Fuller later taught at the Boston University School of Medicine, making him one of the first African American physicians to teach at a multiracial institution. During his time there, he continued to present his research on the connections between mental disorders and physical disease. He invented the photomicrograph, a way to photograph pathology slides through a microscope lens.
Ultimately, Fuller retired amid acts of discrimination against him. He was recognized as a good professor, but was never given a position as the chair of the neurology department, despite having functioned as a chair during some of his time there. Instead, a white assistant professor got the role. He was also never officially placed on the university’s payroll and therefore was compensated, but not fairly.
During World War II, Fuller was part of the Advisory Medical Board No. 17. and discussed the impact war had on the brains of veterans and civilians.
Fuller was a member of various medical organizations: the Massachusetts Psychiatric Society, New York Psychiatric Society, American Psychiatric Society, American Medical Association, the Boston Society for Psychiatry and Neurology, Massachusetts Medical Society, the New England Medical Society and the New England Psychiatric Association.
As Fuller got older, his sight deteriorated, but he still saw patients at his private practice until he died in Framingham, Massachusetts from complications with diabetes.
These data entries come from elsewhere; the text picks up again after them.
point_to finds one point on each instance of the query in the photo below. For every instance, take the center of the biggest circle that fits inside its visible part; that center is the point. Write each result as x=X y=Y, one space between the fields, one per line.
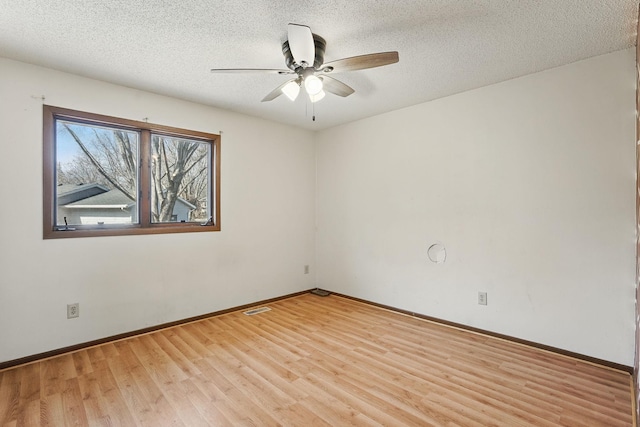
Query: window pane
x=96 y=175
x=180 y=174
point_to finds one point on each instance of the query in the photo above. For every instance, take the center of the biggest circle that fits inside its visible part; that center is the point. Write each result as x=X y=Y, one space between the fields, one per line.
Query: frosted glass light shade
x=317 y=97
x=291 y=89
x=313 y=85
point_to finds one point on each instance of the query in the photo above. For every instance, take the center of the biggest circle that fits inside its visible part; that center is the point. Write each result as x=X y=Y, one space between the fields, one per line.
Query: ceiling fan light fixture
x=291 y=89
x=312 y=85
x=318 y=96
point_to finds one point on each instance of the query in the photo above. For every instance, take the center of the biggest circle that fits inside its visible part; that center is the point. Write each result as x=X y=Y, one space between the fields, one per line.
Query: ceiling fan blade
x=361 y=62
x=336 y=86
x=250 y=70
x=276 y=92
x=301 y=44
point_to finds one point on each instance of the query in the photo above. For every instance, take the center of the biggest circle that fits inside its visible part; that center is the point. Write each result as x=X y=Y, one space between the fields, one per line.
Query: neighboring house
x=96 y=204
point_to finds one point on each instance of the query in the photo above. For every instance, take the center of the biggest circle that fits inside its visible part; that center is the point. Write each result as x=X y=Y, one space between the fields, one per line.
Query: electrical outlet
x=73 y=310
x=482 y=298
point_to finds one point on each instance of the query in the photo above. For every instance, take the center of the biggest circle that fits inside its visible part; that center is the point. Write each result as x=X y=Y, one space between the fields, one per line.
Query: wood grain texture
x=314 y=361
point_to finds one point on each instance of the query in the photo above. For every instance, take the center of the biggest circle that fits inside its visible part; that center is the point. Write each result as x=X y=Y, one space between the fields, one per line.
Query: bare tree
x=109 y=157
x=173 y=160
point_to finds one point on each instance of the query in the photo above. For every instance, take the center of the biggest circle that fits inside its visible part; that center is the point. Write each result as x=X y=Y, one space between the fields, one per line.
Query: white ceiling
x=445 y=46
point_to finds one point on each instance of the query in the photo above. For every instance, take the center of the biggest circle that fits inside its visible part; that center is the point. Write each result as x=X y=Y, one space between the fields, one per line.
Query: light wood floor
x=314 y=361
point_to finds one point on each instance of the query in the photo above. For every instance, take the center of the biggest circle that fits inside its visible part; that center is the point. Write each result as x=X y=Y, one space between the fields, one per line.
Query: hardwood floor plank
x=314 y=361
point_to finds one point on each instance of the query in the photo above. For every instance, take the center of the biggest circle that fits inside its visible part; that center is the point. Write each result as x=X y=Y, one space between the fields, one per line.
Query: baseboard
x=48 y=354
x=594 y=360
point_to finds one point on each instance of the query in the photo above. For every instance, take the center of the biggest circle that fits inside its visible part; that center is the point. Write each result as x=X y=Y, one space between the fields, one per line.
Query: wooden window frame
x=144 y=226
The Boston Society for Psychiatry and Neurology posthumously published a number of resolutions honoring Fuller in the New England Journal of Medicine. In 1971, the Black Psychiatrists of America presented a portrait of Fuller to the American Psychiatric Association. Two years later, the Boston University School of Medicine held a conference in honor of Fuller. The Solomon Carter Fuller Mental Health Center in Boston is named in his honor.